Where Is Technological Civilization Heading?
Debate entre crítica ética de la megatécnica y balance de logros materiales de la tecnología moderna.
Shortly after Heidegger drew attention to the dangers of contemporary technology, Lewis Mumford did as well. Mumford’s pessimism is even more explicit than Heidegger’s: he offers a severe critique of technology as dominion over nature that would eventually come to dominate human beings themselves. He argues that it is thought, not the manufacture of tools, that makes Homo sapiens human and that, for this reason, the species deserves that name more than Homo habilis or Homo faber. In this, he sets himself in direct and explicit opposition to the exponents of pragmatism.
Mumford draws a distinction—one that has endured to this day—between a current that advocates technology “on a human scale” and the dominant, dominating “megatechnic” tendency. He contrasts a polytechnic order—traditional crafts, produced individually—with a monotechnic order, hegemonic in character and compatible only with large-scale organization of human beings, as we have been experiencing with concern in recent years. The same consideration underlies the utopian proposal of E. F. Schumacher, who became very famous in the 1970s with his book Small Is Beautiful. Schumacher is among the originators of the concept of “appropriate technology.” Although he believed that “small is possible,” Mumford admits that his program is unworkable. He emphasizes that the drift toward monotechnics or megatechnics has been advancing inexorably since the dawn of the civilization of great empires at least five thousand years ago; that it made necessary—and produced—a hierarchical organization of society and the emergence of coercive political power as one of the structural axes of human activity. It is, therefore, an ethical critique of the whole course of human social development from the beginnings of civilization, more than an analysis of technology or of the artificial as a human phenomenon.

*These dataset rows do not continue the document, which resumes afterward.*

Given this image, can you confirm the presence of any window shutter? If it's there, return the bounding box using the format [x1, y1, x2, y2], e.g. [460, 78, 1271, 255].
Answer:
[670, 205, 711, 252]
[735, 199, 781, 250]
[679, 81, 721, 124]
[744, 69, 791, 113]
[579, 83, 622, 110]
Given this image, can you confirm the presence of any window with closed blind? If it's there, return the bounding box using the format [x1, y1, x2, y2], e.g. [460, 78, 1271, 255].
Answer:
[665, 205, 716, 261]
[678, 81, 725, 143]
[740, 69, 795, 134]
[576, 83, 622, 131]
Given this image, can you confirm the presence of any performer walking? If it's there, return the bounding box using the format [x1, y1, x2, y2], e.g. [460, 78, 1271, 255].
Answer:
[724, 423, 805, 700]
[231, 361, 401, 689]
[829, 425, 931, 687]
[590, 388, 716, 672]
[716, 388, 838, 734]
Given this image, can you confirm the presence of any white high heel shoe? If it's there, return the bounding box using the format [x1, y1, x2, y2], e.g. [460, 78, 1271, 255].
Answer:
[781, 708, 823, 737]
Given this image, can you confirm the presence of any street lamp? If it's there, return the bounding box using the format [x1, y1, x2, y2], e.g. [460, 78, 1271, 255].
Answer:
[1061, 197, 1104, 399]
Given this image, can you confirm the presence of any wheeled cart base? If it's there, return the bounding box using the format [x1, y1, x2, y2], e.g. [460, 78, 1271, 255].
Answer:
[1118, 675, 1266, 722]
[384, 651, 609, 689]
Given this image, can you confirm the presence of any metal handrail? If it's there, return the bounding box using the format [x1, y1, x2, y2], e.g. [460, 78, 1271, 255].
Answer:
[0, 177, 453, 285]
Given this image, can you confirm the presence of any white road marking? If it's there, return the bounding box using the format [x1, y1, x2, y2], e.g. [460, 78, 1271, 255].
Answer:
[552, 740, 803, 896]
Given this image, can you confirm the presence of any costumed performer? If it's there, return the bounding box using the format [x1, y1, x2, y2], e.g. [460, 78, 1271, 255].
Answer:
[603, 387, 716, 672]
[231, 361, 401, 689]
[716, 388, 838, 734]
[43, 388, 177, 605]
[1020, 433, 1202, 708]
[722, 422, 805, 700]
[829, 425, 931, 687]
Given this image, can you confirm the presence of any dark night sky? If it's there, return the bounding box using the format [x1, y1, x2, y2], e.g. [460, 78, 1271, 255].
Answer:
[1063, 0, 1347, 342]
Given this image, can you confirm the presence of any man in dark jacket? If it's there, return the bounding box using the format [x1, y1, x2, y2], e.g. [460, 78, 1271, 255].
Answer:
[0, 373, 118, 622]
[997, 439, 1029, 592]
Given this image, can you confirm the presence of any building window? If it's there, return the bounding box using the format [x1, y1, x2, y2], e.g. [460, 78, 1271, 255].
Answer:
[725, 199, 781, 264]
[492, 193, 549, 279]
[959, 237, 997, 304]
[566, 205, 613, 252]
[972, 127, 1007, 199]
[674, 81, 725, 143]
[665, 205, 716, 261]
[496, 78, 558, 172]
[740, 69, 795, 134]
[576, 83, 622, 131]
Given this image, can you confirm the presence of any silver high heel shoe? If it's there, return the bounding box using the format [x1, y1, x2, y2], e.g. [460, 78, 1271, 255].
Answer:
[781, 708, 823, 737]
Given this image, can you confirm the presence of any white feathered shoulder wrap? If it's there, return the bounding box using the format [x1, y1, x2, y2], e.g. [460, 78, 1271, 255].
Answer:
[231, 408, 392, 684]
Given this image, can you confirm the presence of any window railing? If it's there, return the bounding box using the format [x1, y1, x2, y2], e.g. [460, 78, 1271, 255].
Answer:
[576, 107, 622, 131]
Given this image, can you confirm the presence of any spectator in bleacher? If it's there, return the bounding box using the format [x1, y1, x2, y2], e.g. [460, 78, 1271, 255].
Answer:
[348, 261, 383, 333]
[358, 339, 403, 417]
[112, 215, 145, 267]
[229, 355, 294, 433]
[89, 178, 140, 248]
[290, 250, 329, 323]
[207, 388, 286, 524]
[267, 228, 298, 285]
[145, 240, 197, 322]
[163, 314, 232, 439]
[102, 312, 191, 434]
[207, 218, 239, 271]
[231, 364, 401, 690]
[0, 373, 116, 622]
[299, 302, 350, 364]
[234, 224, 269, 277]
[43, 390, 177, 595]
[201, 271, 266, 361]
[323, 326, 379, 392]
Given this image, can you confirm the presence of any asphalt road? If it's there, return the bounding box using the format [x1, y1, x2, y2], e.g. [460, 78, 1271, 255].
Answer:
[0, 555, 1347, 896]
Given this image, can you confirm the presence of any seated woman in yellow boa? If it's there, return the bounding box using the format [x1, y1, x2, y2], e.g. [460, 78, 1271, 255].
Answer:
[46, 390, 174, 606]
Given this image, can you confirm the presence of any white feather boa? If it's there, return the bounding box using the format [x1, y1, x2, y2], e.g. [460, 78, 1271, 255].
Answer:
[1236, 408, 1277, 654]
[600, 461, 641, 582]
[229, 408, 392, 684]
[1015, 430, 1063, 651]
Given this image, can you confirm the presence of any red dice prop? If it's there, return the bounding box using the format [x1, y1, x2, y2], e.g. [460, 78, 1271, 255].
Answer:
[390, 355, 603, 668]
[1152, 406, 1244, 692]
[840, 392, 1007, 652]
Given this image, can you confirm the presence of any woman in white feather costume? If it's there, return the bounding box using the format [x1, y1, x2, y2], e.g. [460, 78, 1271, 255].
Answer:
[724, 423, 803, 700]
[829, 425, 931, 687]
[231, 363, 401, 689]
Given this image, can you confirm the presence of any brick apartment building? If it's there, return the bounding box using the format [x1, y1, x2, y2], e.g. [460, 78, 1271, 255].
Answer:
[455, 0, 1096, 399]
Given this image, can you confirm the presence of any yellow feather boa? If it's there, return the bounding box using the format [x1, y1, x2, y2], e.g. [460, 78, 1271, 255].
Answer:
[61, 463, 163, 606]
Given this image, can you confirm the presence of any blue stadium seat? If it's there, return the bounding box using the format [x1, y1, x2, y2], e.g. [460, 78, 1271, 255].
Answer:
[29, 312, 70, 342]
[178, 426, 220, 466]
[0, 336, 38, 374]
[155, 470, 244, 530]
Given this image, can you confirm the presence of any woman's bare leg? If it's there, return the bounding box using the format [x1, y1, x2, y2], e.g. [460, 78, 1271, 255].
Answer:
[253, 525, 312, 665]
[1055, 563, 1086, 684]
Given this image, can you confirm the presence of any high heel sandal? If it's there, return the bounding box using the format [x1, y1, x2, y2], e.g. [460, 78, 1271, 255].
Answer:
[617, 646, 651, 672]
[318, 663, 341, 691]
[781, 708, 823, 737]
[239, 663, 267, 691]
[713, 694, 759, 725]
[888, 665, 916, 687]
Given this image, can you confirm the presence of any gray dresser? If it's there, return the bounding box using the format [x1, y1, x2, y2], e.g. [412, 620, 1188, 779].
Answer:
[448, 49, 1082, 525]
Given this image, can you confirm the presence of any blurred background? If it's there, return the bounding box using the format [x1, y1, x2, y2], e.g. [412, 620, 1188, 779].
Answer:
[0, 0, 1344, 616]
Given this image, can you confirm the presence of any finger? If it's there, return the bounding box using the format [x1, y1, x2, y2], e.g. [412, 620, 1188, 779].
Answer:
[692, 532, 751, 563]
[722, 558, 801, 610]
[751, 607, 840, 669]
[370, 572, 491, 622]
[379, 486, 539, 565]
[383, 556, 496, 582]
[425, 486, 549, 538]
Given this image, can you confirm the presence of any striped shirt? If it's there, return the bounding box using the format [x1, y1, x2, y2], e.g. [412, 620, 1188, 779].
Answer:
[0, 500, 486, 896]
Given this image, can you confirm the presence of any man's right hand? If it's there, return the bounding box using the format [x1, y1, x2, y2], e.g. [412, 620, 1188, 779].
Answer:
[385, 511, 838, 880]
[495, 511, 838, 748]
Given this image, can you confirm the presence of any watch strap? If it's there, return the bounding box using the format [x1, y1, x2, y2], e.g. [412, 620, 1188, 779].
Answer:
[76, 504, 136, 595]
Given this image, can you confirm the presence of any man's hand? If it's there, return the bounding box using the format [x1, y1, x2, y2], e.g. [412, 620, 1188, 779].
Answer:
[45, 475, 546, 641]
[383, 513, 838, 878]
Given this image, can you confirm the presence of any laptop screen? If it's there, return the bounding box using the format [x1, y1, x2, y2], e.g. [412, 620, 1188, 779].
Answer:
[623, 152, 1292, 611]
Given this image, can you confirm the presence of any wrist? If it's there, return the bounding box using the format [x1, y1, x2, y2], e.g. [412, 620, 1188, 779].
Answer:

Something similar is attempted by other authors who analyze not so much the nature of the artificial as the way in which it has been possible for so intricate and complex a system of objects and relationships to arise as those produced by modern technology. What is involved here is a more sociological than anthropological study: it leaves to anthropologists the interesting topic of remote origins, but treats modern technology as a fact of reality and tries to discern where its evolution is taking us. Most of these authors are pessimistic in their assessment of the way social evolution is unfolding, given the impact of the undeniable achievements of modern technology, which, together with its benefits, brings society problems associated with its effectiveness, its gigantism, and the difficulty of controlling its effects on the environment and on society itself.
Without diminishing in the slightest the weight of the arguments put forward by these authors, we must nevertheless do justice to technological civilization by highlighting its undeniable successes in many fields: it has made the lives of a large part of humanity longer, easier, and more pleasant; it has freed great masses of people from the heaviest labor; it has made the material standard of living of most of the population in the developed world better than that of nobles in the Middle Ages. This also applies to the more recent concept of quality of life, which is somewhat less subject to ideological interpretations.
One of the most telling indicators of that fact is life expectancy at birth, which up to the year 1800 was 20 to 30 years, even in countries with the best standard of living. The corresponding figure reached 40 years around 1870, 50 in 1915, 60 in 1930, 70 in 1955, and is in the 80s today. Modern technology has made wars far more deadly, but at the same time it has saved more lives than all the wars in the history of humanity.
Faced with the fears expressed by those who see in megatechnics above all a threat to the survival of the human species, and even of life as a whole, technophiles insist that just as experience and history indicate that in the past technology has always been able to solve every problem posed to it, it will surely be able to find solutions to the dangers now looming over the world’s ecological and social balance. Although it is possible that this will happen, the claim is laden with ideology: it expresses a faith in progress that many have abandoned, and in the political and economic interests of the dominant system.